Unexpected NonDeterministicWorkflowError for simple workflow

Hey there! I’m trying to better understand why my workflow is hitting a NonDeterministicWorkflowError and how I can update the definition to avoid it.

My workflow is defined using the coinbase temporal-ruby SDK.

The workflow code looks like this:

class RecoverWorkflow
  def execute(id, sharding_num)
    shard_num = sharding_num || 1
    status_futures = (0..shard_num - 1).map { |index| RecoverActivity.execute(id, index) }
    statuses = status_futures.map(&:get)
    all_success =
      statuses
        .map
        .with_index do |s, i|
          success = s == true
          $logger.info("recovery job #{id} failed on shard index #{i}: #{s}") unless success
          success
        end
        .all?
    RecoverTimestampActivity.execute(id, all_success).get
    return all_success
  end
end

Error:

"type": "Temporal::NonDeterministicWorkflowError",
    "nonRetryable": false,
    "details": {
      "payloads": [
        "Unexpected command.  The replaying code is issuing: workflow (17), but the history of previous executions recorded: activity (17). Likely, either you have made a version-unsafe change to your workflow or have non-deterministic behavior in your workflow.  See https://docs.temporal.io/docs/java/versioning/#introduction-to-versioning."
      ]

Workflow Execution History:

From the history, my understanding is that the first RecoverActivity execution errored out due to our StartToClose timeout of 10 minutes and succeeded on the second attempt.

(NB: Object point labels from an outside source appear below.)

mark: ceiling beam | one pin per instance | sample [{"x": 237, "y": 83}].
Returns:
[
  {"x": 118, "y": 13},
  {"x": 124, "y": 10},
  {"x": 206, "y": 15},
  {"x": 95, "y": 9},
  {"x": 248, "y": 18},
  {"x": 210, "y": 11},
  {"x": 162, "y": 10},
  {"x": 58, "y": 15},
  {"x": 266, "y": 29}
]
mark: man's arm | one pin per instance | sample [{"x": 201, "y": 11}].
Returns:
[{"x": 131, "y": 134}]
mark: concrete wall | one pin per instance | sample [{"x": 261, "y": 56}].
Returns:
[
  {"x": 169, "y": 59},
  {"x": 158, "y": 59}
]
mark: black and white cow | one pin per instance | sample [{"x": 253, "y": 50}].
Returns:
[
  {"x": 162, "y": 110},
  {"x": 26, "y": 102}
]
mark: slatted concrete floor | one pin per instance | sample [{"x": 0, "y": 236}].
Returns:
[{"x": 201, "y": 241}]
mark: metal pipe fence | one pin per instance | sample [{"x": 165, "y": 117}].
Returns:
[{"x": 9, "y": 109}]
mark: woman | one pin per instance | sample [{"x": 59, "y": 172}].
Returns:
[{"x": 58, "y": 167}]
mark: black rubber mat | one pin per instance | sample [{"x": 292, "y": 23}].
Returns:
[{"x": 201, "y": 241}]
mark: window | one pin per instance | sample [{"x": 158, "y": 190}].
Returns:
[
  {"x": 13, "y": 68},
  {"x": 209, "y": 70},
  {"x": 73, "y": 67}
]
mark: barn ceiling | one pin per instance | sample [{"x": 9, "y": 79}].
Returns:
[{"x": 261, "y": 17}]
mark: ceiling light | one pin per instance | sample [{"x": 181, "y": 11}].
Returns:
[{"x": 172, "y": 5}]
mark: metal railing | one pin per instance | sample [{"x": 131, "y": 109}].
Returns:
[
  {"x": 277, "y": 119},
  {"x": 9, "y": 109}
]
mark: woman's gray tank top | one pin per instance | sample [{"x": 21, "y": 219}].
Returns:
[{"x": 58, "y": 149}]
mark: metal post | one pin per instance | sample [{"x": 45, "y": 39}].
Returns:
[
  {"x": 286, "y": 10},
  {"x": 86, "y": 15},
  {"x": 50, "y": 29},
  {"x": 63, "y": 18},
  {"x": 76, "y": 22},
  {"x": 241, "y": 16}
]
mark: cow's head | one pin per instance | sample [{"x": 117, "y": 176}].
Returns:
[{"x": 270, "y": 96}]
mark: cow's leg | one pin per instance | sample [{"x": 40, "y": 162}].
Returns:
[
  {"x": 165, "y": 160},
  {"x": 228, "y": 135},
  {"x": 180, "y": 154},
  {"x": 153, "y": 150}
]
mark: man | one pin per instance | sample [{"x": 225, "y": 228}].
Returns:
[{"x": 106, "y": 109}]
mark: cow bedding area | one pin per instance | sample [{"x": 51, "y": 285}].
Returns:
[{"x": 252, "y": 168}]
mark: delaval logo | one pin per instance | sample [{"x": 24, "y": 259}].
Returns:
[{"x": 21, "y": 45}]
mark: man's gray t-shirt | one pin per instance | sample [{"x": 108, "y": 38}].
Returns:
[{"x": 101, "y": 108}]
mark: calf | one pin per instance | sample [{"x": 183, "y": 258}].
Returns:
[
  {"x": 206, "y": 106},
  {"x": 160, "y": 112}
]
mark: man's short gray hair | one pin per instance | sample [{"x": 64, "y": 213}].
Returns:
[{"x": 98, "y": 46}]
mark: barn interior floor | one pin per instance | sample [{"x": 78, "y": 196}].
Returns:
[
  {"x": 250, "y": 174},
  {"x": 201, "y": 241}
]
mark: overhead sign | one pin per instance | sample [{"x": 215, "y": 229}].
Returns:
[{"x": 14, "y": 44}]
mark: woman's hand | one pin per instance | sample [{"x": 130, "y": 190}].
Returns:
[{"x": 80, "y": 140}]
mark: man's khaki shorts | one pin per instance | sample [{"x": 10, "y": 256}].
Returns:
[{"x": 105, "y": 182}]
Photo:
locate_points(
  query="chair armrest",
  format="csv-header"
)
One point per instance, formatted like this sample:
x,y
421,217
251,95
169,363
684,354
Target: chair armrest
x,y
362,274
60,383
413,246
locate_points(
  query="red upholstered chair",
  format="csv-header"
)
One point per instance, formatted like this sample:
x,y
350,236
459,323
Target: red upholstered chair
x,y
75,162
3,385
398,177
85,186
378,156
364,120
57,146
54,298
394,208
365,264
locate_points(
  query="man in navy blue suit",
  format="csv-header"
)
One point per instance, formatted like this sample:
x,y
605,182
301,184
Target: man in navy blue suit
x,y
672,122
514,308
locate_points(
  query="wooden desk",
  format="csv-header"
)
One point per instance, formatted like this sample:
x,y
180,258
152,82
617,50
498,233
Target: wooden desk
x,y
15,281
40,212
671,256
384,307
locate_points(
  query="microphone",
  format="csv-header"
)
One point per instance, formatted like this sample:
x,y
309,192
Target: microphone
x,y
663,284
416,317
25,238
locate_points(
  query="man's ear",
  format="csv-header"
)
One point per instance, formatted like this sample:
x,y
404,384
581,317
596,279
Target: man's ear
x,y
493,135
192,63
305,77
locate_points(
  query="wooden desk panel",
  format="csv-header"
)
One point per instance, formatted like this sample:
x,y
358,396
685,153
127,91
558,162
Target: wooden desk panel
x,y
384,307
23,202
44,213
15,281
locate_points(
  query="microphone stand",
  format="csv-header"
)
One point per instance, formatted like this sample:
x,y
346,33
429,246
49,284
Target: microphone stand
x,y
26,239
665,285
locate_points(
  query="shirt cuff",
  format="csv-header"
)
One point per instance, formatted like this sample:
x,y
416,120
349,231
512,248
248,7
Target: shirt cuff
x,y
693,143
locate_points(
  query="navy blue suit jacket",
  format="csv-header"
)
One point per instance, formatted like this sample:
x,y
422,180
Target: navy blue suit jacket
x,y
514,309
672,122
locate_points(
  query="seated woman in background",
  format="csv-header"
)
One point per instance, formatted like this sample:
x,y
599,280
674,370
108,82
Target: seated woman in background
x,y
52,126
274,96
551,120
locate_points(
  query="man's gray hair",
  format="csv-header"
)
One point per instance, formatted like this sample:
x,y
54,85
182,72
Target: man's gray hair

Is the non-determinism here caused by the fact that the input to the RecoverTimestampActivity can change based on RecoverActivity success or something else?

I think the error means that during worker event replay your workflow code after OrgScimRecoverTimeStampActivity does not invoke the OrgScimRecoverActivity which was invoked during execution already and is in event history for this execution.

Would look at what your workflow code does after OrgScimRecoverTimeStampActivity invocation.

Also would make sure all your workers have the same workflow code registered just in case.